S’appelle Hannah Arendt.
Dix huit ans .
Heidegger en a trente-six.

Lui, si habitué à séduire ses étudiantes se sent vaciller : la jeune Hannah possède « une intensité, une direction intérieure [...] une façon d’aller au fond des choses qui répand autour d’elle une aura magique », ainsi que l’écrira plus tard son ami, Hans Jonas.
Nous sommes en 1925. Bientôt il l’appellera « sa muse », son « démonique ».
Pour l’heure, cet amour instantané qui nait entre eux, ne sourd, sous la plume de l’auteur d’Être et Temps (1929) que sous la forme compassée, prudente (Heidegger est marié) d’un échange qui trahit un vain effort de distanciation :

« Chère Mademoiselle Arendt,
il faut que je vienne ce soir encore auprès de vous, en m’adressant à votre cœur. Tout doit être simple, limpide et pur entre nous. Alors seulement nous aurons l’heur de nous rencontrer. Que vous ayez été mon élève, et moi votre maître, cela ne fut jamais que l’occasion propice à ce qui nous est arrivé… Quant à la voie que va prendre votre vie encore si juvénile, cela demeure en réserve. Qu’il nous suffise de nous plier à cette vie à venir. Ma loyauté envers vous vise uniquement à vous être de bon secours pour que vous demeuriez loyale envers vous-même. » (10 février 1925)

Hannah Arendt vers 1925

Cette distanciation n’est pas encore « l’amitié d’étoile » que Nietzsche appelait de ses voeux : amour paradoxal, ancré simultanément dans l’affirmation de l’autonomie affective et dans le refus de la soumission à et/ou de l’autre en tant qu’image subjective de la Nécessité, forme destinale et humaine de l’emprise.
Elle est pure prudence. Teintée d’un paternalisme fictif qui dessert avant tout la dissimulation de ce savoir de l’amour que Heidegger décrira au paragraphe 29 d’Être et Temps : un amour qui contrairement à l’item bien connu ne rend pas aveugle mais au contraire ouvre le regard ; déssillement et dé-voilement : autrement dit, rencontre avec la vérité, puisque selon l’analyse désormais connue du terme grec désignant la vérité, celle-ci est opération négative-positive de dé-voilement de ce qui est.

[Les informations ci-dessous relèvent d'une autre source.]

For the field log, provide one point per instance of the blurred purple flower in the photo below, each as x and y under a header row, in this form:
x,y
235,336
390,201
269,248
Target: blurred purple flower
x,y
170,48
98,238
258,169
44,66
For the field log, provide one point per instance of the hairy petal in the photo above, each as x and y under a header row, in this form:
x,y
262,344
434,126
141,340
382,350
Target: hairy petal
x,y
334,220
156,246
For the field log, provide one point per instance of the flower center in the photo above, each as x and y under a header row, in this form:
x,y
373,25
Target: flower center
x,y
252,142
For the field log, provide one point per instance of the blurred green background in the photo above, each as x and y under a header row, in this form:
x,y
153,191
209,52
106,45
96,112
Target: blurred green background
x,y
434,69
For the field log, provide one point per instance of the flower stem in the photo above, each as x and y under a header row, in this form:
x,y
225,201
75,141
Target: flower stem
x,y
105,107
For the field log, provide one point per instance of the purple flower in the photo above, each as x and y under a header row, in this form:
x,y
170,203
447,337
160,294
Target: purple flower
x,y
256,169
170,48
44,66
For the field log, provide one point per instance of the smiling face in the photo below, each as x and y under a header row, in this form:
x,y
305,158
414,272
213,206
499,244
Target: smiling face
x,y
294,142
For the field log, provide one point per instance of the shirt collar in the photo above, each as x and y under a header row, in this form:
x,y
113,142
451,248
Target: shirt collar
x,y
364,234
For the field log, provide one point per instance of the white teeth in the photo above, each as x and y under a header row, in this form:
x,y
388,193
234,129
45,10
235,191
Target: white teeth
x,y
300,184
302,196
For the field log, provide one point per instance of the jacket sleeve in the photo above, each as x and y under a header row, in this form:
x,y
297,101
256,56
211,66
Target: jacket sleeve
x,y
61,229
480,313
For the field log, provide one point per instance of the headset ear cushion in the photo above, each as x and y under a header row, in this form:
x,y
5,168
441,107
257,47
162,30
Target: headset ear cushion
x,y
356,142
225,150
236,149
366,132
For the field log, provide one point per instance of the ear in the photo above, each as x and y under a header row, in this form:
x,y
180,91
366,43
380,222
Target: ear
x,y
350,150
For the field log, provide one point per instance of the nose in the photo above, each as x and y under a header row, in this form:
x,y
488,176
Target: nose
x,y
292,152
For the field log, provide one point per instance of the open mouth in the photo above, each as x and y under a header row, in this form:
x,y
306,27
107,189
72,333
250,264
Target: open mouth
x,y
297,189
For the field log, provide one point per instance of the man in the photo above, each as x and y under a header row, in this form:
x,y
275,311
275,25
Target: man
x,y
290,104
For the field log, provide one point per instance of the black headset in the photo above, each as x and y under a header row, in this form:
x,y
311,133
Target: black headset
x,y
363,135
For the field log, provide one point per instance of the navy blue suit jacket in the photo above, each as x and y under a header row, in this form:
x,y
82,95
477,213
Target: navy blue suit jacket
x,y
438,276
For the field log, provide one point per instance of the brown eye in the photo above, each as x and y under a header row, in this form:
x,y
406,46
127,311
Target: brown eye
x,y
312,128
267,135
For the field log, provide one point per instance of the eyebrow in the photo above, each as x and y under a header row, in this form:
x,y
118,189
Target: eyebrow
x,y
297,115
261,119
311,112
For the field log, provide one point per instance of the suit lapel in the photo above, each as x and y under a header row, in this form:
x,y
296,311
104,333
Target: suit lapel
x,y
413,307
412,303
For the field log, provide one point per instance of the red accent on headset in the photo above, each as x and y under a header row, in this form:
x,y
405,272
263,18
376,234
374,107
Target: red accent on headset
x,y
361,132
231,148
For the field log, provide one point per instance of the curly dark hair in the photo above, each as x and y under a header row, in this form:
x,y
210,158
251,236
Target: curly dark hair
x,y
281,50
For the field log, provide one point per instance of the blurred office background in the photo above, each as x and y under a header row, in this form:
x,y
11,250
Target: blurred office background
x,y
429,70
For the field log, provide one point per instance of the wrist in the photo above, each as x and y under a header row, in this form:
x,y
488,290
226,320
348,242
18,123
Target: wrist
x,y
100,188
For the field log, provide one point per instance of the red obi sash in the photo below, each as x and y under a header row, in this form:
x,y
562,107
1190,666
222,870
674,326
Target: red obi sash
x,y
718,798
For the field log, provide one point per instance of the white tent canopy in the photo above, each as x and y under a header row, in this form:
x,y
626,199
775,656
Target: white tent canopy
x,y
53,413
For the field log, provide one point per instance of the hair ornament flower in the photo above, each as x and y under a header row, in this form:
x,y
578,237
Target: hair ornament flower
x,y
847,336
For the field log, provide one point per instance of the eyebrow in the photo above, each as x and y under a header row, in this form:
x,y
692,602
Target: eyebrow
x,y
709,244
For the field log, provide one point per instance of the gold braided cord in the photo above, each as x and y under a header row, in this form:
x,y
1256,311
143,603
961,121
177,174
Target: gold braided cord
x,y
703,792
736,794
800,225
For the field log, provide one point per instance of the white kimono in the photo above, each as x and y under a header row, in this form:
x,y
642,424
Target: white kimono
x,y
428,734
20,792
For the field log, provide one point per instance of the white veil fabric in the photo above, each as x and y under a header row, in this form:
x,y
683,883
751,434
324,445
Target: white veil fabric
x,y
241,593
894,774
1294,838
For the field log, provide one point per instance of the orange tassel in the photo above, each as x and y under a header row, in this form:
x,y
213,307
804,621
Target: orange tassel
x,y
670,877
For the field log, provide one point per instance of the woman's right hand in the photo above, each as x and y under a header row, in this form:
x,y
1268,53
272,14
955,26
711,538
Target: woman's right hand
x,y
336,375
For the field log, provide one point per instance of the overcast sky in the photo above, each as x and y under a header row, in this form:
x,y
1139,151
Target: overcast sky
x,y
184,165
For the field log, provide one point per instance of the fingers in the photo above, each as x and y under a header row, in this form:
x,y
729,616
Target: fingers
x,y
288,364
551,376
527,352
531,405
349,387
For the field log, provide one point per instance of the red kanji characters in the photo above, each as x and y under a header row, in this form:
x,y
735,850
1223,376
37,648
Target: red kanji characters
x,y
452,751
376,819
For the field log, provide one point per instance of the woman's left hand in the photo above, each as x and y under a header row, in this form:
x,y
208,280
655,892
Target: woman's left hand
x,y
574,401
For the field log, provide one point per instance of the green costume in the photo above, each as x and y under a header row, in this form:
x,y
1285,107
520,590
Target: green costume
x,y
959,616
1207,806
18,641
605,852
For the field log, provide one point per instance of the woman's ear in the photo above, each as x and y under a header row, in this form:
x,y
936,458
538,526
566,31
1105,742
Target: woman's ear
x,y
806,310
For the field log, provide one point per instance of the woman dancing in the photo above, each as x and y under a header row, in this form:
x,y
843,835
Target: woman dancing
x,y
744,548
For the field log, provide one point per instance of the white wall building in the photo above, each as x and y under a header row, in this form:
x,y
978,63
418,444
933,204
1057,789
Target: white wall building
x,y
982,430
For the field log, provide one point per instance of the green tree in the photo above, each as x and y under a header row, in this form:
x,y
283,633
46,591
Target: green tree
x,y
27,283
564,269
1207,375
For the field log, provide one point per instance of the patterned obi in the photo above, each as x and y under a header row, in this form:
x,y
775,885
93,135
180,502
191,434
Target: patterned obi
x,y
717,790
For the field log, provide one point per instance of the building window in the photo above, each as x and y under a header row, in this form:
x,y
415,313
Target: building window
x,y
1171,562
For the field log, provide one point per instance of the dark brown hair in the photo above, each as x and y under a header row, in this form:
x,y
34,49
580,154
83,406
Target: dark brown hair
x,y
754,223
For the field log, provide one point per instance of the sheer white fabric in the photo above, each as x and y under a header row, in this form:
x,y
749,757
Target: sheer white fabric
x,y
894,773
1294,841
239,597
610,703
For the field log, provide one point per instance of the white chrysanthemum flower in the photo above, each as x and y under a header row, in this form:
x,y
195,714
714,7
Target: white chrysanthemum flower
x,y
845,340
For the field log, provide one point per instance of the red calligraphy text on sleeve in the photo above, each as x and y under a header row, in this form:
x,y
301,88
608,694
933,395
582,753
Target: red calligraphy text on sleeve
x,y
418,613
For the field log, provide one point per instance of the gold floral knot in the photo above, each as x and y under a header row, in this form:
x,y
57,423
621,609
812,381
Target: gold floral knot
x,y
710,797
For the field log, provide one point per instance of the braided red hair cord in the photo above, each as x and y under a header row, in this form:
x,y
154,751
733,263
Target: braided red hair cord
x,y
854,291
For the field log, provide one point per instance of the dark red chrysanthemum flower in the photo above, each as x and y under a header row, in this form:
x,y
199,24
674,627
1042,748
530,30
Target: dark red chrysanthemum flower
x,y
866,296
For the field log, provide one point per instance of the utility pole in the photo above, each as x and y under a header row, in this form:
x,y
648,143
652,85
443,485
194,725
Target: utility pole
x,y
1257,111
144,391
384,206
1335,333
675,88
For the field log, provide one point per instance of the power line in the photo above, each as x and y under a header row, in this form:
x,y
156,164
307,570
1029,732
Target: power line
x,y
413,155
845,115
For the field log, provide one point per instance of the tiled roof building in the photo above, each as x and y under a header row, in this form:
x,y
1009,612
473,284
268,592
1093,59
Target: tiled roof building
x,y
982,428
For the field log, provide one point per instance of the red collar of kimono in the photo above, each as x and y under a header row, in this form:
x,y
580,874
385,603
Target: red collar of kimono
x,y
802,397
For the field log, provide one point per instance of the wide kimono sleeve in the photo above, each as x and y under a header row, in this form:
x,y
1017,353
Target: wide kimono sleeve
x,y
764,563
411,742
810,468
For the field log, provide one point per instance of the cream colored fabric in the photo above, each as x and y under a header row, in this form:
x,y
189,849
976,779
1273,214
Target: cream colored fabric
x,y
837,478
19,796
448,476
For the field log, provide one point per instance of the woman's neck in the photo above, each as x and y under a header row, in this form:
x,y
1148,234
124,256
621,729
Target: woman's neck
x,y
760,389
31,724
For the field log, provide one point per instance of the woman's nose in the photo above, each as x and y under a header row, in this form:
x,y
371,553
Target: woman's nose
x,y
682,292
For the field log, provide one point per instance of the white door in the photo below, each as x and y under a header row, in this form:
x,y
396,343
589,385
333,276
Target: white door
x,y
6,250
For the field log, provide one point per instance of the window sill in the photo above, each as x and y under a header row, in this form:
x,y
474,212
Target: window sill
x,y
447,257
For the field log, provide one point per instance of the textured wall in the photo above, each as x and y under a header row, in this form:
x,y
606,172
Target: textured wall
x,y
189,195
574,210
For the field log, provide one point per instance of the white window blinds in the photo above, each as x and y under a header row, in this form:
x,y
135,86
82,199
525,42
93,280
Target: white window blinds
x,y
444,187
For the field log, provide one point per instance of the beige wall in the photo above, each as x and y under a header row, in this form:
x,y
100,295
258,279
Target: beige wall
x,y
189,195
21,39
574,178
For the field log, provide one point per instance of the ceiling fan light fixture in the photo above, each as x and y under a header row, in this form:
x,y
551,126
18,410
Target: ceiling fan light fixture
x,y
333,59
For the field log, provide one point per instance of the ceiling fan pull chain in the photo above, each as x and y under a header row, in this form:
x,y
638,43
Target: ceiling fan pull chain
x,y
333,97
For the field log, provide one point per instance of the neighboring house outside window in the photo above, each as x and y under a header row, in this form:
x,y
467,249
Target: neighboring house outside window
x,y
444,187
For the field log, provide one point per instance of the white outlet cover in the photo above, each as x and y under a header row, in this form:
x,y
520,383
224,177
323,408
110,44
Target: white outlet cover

Aléthéia, traduit par « vérité » se lit, en effet, en insistant sur le préfixe : alétheia, littéralement « non- oubli ». Elle est alors réminiscence au présent de ce qui toujours fut sous nos yeux et que nous étions incapables de voir : toute vérité est ainsi une « Lettre volée », au propre, comme au figuré.

Vérité qui transforme tout entier :

« Chère Hannah,
Pourquoi l’amour est-il d’une richesse sans commune mesure avec d’autres possibilités accordées à l’être humain, et un suave fardeau à ceux qu’il atteint, sinon parce que nous nous métamorphosons en ce que nous aimons tout en demeurant nous-mêmes ? » (21 février 1925)

Martin Heidegger vers 1925


Dix jours ont passé, qui ont suffit à l’émergence de l’émerveillement de cette découverte. Désormais, ils le savent tous deux, ils ne se quitteront plus.
La « métamorphose » du soi en l’autre n’est pas, ils le savent aussi, transitoire, épisodique. Elle constitue le premier moment de l’avènement réciproque de soi dans l’autre qui est une co-advenue au monde. Par elle, cette métamorphose se fait monde, configurée sous les aspects existentiels d’une question adressée au cosmos :

« Nous nous sommes reconnus tout entiers ou l’univers n’est qu’une vaste supercherie », écrira (ou plutôt proférera, puisqu’il s’agit de la transcription d’un cours sur Hölderlin donné en 1929) Heidegger.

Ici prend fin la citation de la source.